When Engadget broke the news that the Microsoft Surface would be sold for $200, it caused quite a stir. Can it possibly be true? Microsoft is refusing to comment. An anonymous source kicked off the fuss by saying that the Microsoft Surface for Windows RT tablet would be going on sale on Oct. 26. That’s believable enough because it’s also the launch date for Windows 8. What’s harder to swallow is the idea that even Microsoft can afford to sell it for $200. (By the way, in case you are wondering, Windows RT is a version of Windows 8 for ARM devices such as tablets.)

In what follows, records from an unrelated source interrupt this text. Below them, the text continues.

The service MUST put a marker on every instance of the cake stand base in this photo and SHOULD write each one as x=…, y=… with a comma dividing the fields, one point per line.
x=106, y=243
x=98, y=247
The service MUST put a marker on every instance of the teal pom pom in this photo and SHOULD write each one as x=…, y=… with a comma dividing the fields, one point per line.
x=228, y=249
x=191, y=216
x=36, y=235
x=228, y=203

Competition is good for consumers
This kind of pricing is the sort of thing that capitalism fans always argued should come about because of fierce competition in the market. In theory, companies vying for our affections will drive prices ever lower. In practice, it rarely happens for a variety of reasons, or it happens until the competition goes out of business and the survivor can charge whatever it wants.
In any case, if it is true, then it’s great for consumers currently considering buying a tablet. Stats from IHS recently suggested that Apple’s share of the tablet market is heading toward 70 percent with a range of Android manufacturers accounting for the bulk of the rest. Of course, that was before Google launched the Nexus 7. If you were to buy a tablet right now and you wanted the best value for your money, it might be tough to see past the Nexus 7. If you want the best tablet and price is of no concern, then the iPad is the obvious choice.

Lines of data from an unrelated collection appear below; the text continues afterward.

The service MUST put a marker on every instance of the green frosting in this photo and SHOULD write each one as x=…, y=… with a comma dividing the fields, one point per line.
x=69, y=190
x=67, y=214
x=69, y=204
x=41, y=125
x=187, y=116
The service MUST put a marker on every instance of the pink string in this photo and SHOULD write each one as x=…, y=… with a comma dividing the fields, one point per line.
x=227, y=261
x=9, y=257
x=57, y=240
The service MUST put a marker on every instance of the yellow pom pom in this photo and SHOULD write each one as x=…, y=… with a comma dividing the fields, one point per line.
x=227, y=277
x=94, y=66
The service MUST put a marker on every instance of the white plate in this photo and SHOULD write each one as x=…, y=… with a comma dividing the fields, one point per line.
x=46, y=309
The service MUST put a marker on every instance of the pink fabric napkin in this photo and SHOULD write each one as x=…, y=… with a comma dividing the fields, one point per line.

Microsoft would really stir things up by releasing a 10.6-inch tablet at a $200 price point. Unfortunately, beyond the inclusion of Windows 8, we don’t know much about the Microsoft Surface right now when it comes to specs. However, the 10.6-inch display and the choice of 32GB or 64GB storage is enough to suggest a higher price. So, how could Microsoft afford to sell it at $200?

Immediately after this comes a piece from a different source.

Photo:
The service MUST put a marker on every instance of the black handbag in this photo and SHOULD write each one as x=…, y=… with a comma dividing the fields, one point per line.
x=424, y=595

Could it be a loss leader?
It would not be unheard of for a company to sell a product at a loss in order to stimulate sales of other products or services. It might be a practice that’s more common in major supermarkets, but tech companies do it too. Sometimes, they can afford to lose money on something to gain market share. Microsoft poured cash into establishing the Xbox brand, building a user base for Xbox Live services. Once it was established, it began selling hardware that did turn a profit. The Xbox 360 made money and there was room to sell it below cost because it could be subsidized by a subscription to Xbox Live. Clearly it’s a high risk strategy, but Microsoft knows it can pay off.
Techland at Time conservatively estimated the build cost of the Surface and suggested that Microsoft would lose at least $50 on each one, if it sold for $200. As it turns out, Microsoft lost more than that on the original Xbox. VentureBeat suggests a loss of $168 on each machine sold.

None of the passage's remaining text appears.